Sentences are the vehicles that carry our ideas. If a sentence breaks down, our ideas don’t get where they are supposed to go.
Before your writing hits the road, you should check for common causes of breakdowns: sentence fragments, run-ons, comma splices, and rambling sentences.
What is a sentence fragment?
Every sentence must have a subject and a verb and express a complete thought.
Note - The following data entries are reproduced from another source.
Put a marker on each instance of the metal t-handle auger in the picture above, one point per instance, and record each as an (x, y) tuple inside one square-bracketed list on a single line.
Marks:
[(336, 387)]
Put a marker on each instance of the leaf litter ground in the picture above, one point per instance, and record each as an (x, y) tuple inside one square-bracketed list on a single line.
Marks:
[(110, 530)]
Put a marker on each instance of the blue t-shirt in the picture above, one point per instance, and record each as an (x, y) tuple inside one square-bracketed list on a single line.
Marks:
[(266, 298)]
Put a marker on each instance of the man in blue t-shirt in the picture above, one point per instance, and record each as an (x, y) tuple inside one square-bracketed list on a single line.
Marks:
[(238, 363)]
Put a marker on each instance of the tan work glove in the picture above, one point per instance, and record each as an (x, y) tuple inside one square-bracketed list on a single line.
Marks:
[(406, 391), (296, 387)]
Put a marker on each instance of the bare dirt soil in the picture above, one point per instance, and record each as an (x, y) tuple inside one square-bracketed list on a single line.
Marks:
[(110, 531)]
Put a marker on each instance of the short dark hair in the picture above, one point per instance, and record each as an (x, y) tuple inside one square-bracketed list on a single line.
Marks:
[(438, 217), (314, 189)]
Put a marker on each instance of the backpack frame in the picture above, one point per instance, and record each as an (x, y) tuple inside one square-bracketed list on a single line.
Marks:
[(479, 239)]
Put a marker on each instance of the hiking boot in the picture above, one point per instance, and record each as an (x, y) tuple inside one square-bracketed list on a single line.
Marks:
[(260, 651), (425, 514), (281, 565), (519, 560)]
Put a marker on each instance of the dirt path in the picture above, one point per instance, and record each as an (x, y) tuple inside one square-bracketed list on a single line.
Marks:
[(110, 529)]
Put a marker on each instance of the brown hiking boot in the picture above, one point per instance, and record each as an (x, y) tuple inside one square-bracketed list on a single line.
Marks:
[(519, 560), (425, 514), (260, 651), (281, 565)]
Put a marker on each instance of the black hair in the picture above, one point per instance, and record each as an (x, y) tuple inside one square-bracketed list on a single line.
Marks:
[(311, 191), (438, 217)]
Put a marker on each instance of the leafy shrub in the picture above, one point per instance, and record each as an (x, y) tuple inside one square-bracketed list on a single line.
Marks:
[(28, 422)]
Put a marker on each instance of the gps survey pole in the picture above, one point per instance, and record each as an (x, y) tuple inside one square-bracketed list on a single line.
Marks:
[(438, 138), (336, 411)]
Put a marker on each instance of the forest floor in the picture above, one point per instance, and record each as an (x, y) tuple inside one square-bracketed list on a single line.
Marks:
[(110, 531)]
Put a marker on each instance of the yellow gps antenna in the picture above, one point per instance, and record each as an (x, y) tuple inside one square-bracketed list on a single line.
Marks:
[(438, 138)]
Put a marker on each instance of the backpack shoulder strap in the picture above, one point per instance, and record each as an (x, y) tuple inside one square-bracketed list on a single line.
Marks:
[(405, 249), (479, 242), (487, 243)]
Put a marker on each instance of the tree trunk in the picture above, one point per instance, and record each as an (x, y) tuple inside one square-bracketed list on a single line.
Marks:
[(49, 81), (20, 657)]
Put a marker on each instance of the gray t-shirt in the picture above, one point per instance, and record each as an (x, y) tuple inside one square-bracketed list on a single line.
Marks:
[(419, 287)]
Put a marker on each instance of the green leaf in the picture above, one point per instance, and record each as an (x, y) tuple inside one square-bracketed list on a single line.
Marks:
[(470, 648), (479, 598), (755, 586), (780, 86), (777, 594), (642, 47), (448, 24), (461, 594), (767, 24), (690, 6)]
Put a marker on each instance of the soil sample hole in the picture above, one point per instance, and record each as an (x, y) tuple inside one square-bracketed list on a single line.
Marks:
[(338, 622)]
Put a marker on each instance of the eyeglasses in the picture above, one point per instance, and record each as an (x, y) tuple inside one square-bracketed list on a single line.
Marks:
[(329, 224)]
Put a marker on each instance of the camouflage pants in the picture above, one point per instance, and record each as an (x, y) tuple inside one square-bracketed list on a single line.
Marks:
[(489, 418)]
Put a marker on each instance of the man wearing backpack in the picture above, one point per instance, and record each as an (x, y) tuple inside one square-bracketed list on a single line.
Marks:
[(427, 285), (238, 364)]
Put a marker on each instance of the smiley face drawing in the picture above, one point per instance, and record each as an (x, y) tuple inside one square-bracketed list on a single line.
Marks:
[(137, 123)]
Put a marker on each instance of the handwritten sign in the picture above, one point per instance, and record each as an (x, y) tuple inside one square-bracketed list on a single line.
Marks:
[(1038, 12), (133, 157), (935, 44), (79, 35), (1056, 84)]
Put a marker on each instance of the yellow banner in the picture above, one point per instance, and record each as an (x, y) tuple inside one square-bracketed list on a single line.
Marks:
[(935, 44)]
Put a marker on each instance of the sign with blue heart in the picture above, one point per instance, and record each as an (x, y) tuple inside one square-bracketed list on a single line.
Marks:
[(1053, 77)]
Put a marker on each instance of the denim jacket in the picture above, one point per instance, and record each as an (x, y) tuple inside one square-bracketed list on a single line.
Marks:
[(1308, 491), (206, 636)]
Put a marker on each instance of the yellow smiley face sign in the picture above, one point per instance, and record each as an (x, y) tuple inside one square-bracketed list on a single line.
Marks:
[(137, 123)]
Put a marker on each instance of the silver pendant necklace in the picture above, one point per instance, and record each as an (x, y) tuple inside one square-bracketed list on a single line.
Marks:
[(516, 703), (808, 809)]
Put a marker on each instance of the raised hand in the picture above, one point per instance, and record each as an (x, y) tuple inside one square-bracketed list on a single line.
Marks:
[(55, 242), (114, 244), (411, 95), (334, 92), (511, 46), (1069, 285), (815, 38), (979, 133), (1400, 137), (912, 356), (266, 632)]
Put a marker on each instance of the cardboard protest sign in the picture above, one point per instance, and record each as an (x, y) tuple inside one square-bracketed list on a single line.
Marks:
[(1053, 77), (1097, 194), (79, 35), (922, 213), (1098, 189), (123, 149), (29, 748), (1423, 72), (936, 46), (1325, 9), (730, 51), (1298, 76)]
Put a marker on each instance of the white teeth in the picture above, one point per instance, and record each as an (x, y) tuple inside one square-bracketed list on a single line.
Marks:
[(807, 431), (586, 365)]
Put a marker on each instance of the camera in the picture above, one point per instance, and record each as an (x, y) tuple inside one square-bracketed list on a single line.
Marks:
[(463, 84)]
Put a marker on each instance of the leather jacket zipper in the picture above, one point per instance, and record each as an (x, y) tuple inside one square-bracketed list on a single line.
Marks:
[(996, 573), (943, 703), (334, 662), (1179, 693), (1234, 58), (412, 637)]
If a group of words is lacking any of those parts, it is a fragment.
Wanted a look at the spreadsheet (missing subject)
The head of our production department (missing verb)
When we reviewed the numbers (missing complete thought)
You fix a sentence fragment by adding what is missing.
The production team wanted a look at the spreadsheet. (new subject)
The head of our production department provided access. (new verb)
When we reviewed the numbers, we discovered a budget surplus. (new complete thought)
What are run-on sentences?
A run-on sentence occurs when two separate sentences are joined together without punctuation or a conjunction.
We celebrate birthdays at the end of each month this month I celebrate my birthday.
You fix a run-on by using a comma and a coordinating conjunction (and, but, or, nor, for, so, yet) to join the two sentences.
We celebrate birthdays at the end of each month, and this month I celebrate my birthday.
You could also use a semicolon.
We celebrate birthdays at the end of each month; this month I celebrate my birthday.
What is a comma splice?
A comma splice occurs when a comma alone joins two sentences.
We order just one cake, everyone wants chocolate velvet.
You fix a comma splice by adding a coordinating conjunction (and, but, or, nor, for, so, yet) after the comma.
We order just one cake, and everyone wants chocolate velvet.
You could also use just a semicolon.
We order just one cake; everyone wants chocolate velvet.
What is a rambling sentence?
A rambling sentence occurs when you dump too many loosely related ideas into one sentence.
Many of our new product lines performed better than expected while others of them did not do as well as expected, which might show that our expectations weren’t on target or that the market had some surprises for us, all of which means that we ought to invest in more thorough market research during our R&D phase for new products to create a more on-target market development and launch experience than we had last year, or really the last three years if you look back at it.
You fix a rambling sentence by deleting unimportant ideas and splitting what remains into manageable sentences.
Many of our new product lines performed better than expected. Others fell below expectations. Perhaps we ought to invest in more thorough market research to create more on-target launches of new products.